D’abord, les réponses, on ne pouvait plus sincères qu’Alain Morinais a fourni à Vital Heurtebize et aux autres participants, nous ont fait comprendre que la poésie est une chose extrêmement simple. En même temps, elle représente un but très difficile sinon impossible à atteindre. Ou, plus précisément, la poésie ne peut jamais se configurer comme un but. La poésie, chez un poète vrai comme Alain Morinais, jaillit toute seule, à partir d’un mot ou d’une nébuleuse d’émotions.
Ensuite, on
a bien appris que chacun doit trouver la façon de s’exprimer qui lui correspond
le mieux. Alain Morinais nous a expliqué que son roman sur la condition
féminine à cheval de deux siècles passés avait été, pour lui, une épreuve dure
et assez contraignante, à laquelle il avait finalement réagi, s’adonnant à l’écriture
libre de la poésie. Son témoignage m’a fait revenir à l’esprit un long cortège
de poètes qui se sont efforcés d’écrire des romans en y déversant forcément
leur langage poétique dense et visionnaire. Je pense d’abord à des exemples
italiens, tels Ugo Foscolo ou Cesare Pavese, qui nous laissent quand même des
chefs d’œuvre inoubliables. Je pense aussi à l’un de mes préférés, Alvaro
Mutis, qui a suivi un processus créatif tout à fait unique, achevant d’abord
les poèmes ayant pour personnage principal le gabier Maqroll, réécrivant
successivement les romans de Maqroll en prose.

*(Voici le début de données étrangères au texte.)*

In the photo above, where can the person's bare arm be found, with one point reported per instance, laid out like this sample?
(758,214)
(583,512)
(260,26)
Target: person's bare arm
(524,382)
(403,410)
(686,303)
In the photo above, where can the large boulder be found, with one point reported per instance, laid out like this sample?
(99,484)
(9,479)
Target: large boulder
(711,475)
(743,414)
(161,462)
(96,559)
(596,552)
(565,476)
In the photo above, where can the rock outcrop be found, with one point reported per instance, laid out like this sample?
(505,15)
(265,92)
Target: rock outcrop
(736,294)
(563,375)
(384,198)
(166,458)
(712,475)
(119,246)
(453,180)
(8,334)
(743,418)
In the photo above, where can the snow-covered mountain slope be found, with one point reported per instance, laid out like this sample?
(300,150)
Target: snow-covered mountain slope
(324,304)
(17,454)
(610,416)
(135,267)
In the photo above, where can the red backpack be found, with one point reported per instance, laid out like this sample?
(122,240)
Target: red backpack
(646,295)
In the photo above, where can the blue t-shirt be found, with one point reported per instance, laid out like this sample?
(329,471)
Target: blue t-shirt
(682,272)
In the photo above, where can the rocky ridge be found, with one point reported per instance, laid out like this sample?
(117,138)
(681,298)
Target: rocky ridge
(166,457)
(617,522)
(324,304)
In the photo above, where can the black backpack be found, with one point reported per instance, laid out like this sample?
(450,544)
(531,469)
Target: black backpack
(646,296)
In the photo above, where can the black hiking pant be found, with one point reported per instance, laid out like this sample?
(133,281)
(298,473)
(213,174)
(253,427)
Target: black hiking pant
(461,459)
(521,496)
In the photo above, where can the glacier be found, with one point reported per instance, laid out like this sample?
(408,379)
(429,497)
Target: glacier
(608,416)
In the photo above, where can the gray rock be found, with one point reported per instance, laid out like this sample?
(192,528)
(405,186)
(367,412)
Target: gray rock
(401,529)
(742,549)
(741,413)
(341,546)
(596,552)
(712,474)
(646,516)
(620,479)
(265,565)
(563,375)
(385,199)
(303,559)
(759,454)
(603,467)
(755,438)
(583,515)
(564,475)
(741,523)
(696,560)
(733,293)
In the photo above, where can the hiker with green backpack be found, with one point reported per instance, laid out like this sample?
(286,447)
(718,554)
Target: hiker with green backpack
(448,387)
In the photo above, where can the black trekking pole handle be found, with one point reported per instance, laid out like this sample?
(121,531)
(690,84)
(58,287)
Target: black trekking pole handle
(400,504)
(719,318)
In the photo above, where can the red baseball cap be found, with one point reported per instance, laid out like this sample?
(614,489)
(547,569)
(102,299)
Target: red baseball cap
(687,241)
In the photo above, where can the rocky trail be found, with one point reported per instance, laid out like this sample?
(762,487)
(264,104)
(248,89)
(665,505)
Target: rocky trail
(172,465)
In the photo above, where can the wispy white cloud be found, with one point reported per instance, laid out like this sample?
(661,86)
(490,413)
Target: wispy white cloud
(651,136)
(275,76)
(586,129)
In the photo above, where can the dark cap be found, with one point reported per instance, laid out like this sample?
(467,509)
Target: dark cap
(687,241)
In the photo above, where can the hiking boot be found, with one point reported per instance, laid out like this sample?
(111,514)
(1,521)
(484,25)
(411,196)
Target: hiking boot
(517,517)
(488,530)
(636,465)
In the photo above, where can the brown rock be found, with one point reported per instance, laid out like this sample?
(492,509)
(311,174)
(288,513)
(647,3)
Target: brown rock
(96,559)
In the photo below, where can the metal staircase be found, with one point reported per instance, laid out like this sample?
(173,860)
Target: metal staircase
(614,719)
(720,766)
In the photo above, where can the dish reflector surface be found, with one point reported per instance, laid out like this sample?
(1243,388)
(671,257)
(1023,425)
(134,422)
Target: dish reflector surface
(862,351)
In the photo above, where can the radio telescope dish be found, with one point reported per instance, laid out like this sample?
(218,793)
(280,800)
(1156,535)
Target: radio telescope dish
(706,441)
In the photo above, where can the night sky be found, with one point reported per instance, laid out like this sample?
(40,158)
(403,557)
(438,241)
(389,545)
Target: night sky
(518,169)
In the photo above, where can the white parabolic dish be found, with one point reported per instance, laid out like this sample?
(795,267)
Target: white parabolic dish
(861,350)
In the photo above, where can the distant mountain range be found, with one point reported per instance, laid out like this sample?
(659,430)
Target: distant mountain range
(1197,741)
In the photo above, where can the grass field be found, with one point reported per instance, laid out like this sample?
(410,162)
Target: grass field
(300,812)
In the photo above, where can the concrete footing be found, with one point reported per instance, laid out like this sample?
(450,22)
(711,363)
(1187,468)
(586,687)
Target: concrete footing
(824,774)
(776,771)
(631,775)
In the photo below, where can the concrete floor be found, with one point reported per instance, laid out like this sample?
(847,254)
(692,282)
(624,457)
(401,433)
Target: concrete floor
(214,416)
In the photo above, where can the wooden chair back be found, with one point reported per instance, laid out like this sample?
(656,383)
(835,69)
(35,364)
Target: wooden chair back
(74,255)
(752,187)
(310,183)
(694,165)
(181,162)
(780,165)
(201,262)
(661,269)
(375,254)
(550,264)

Dans le cas d’Alain et de sa poésie extrêmement
limpide et moderne, j’admire aussi la cohérence dans la recherche de sa
véritable vocation, de son authentique registre, et je suis vraiment touché par
son courage : il n’a pas hésité à choisir pour le mieux !
Enfin, nous avons constaté que l’on peut entreprendre
l’art de la poésie à n’importe quel âge. C’est la vie même qui décide.
Marguerite Yourcenar disait qu’il faut attendre cinquante ans avant
d’entreprendre un premier roman. C’est exactement ce qu’a fait Alain Morinais.
Pour écrire, il faut savoir créer une distance vis-à-vis des faits, des lieux
et des personnages qu’on a envie de rendre éternels. Il faut créer autour de soi
un rideau invisible pour y nourrir une vie parallèle à l’enseigne de la
liberté.
Et voilà comment Alain Morinais l’entend, sa liberté. Dans une poésie, très emblématique, consacrée à son enfance, il nous confie son plus intime secret : « Quand il était/Ce qu’il voulait/On lui disait/Mais qu’est-ce qu’il te prend/Quand il était ce qu’on voulait/On ne lui disait plus rien/Alors il a décidé d’être dedans/Comme il l’entend/Mais les mots se cognaient aux cloisons… »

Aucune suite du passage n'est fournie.